Key skills required: 

  • Minimum 5-8 years of relevant experience in working with model validation, model development.
  • Knowledge of Basel III, IV.
  • Strong knowledge of Market Risk Concepts and metrics (VaR/Value at Risk, Risk Sensitivities, FRTB, IRRB and Market Risk Quant)
  • Basel, SAS, Reg Reporting and System implementation.
  • Valuation and Independent Price Verification
  • Knowledge on Regulatory banking risk management guidelines, risk management practices
  • Understanding of market risk infrastructure (Market Risk/Model Risk), Knowledge of SQL, R, Python, VBA etc.
  • Background in mathematical finance with a master’s degree in financial engineering or quantitative finance. Advanced degree like a PhD in a related field is a plus. Candidates with a strong academic background but without a master's degree may also be considered. 
  • A bachelor's degree in Statistics, Mathematics, Physics, Computer Science or Engineering is essential. 
  • Relevant professional certifications like CQF, CFA, FRM or progress towards it are preferred. 
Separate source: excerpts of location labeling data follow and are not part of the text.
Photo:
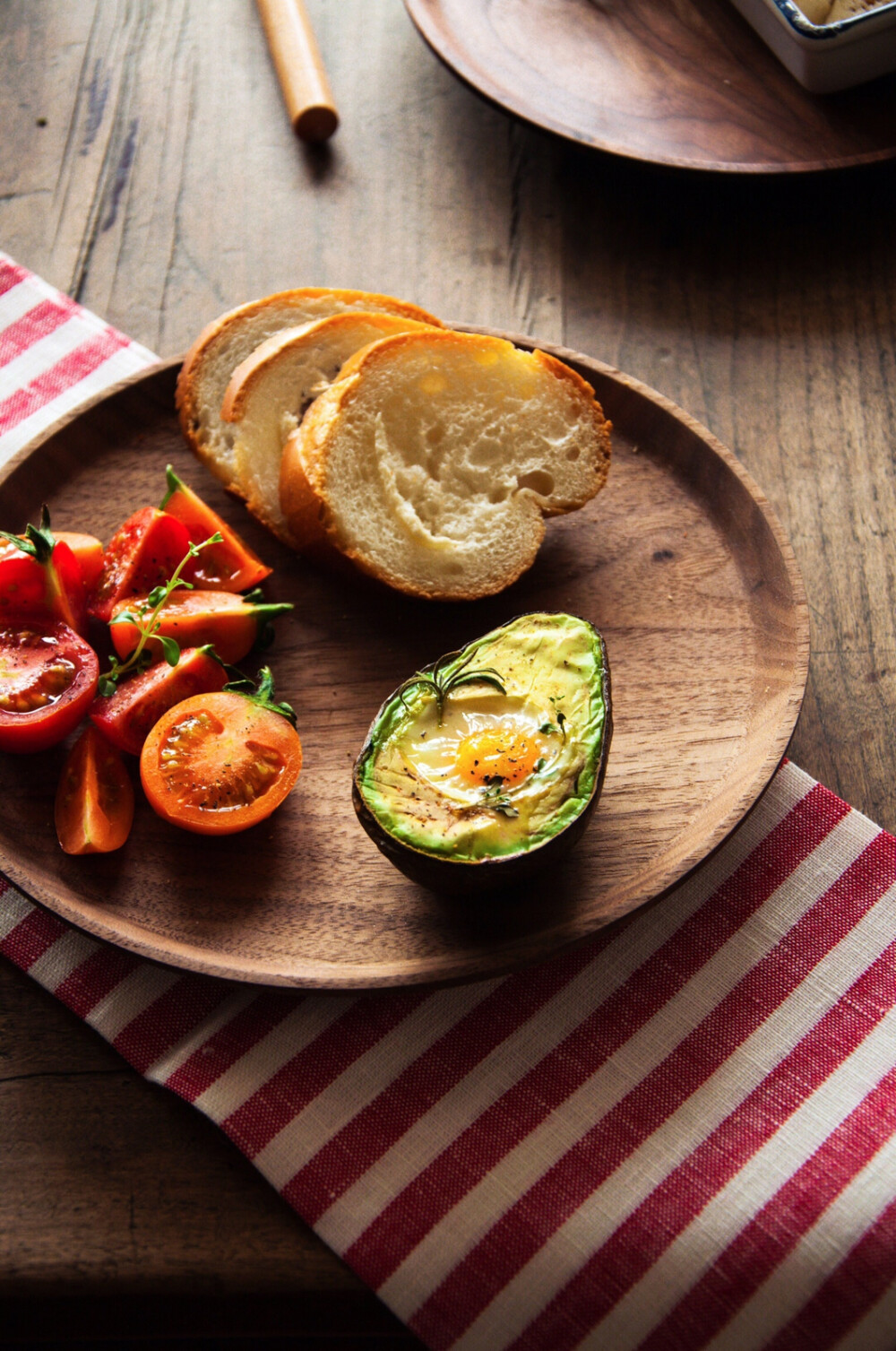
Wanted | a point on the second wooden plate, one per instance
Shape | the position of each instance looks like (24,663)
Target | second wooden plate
(679,562)
(683,82)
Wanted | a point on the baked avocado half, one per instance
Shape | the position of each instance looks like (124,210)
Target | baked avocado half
(486,765)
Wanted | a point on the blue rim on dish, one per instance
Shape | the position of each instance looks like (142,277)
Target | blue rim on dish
(824,31)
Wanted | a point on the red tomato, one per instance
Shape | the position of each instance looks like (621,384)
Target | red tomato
(88,550)
(95,800)
(194,619)
(218,764)
(141,554)
(127,716)
(227,567)
(40,578)
(47,680)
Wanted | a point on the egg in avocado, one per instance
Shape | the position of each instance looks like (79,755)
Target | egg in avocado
(486,765)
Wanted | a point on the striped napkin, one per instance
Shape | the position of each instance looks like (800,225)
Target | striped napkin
(682,1134)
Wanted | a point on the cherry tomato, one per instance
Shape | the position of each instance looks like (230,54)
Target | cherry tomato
(141,554)
(47,680)
(227,567)
(40,577)
(95,800)
(127,716)
(194,618)
(218,764)
(88,550)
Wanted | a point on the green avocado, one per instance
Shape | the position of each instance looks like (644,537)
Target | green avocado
(487,764)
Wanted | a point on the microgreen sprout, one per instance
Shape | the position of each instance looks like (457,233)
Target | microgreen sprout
(38,541)
(443,682)
(147,621)
(261,693)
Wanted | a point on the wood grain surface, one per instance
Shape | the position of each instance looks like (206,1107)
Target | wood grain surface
(146,165)
(677,562)
(687,82)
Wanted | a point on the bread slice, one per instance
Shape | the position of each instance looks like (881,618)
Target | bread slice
(229,340)
(435,457)
(269,392)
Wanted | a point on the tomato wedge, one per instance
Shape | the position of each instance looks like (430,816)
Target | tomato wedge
(47,680)
(218,764)
(141,554)
(95,800)
(194,619)
(231,565)
(127,716)
(40,577)
(88,550)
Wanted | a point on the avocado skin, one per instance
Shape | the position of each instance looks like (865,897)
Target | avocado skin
(478,877)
  • Experience in a Quant role in Validation and/or Development of models in a financial institution and/or Consulting/Advisory firm.  
  • Experience in any of the following model types: Market Risk, Liquidity Risk, Counterparty Credit Risk, Capital Risk, Credit Risk, Finance & Treasury, Financial Crime, or Data Science is essential.  
  • Background in derivative finance with basic understanding of stochastic calculus and numerical techniques for derivatives pricing (Monte Carlo / Finite Difference). 
  • Working knowledge of statistical techniques and quantitative finance is essential. Good understanding of various complex financial instruments is preferred. 
  • Knowledge of popular machine learning techniques is preferred. 
  • Strong written & verbal communication skills with ability to present to internal and external stakeholders. 
  • Proficient programmer in any of the languages such as Python, R, SAS, etc.  
  • Willingness to learn new and complex topics and adapt oneself as per the client needs.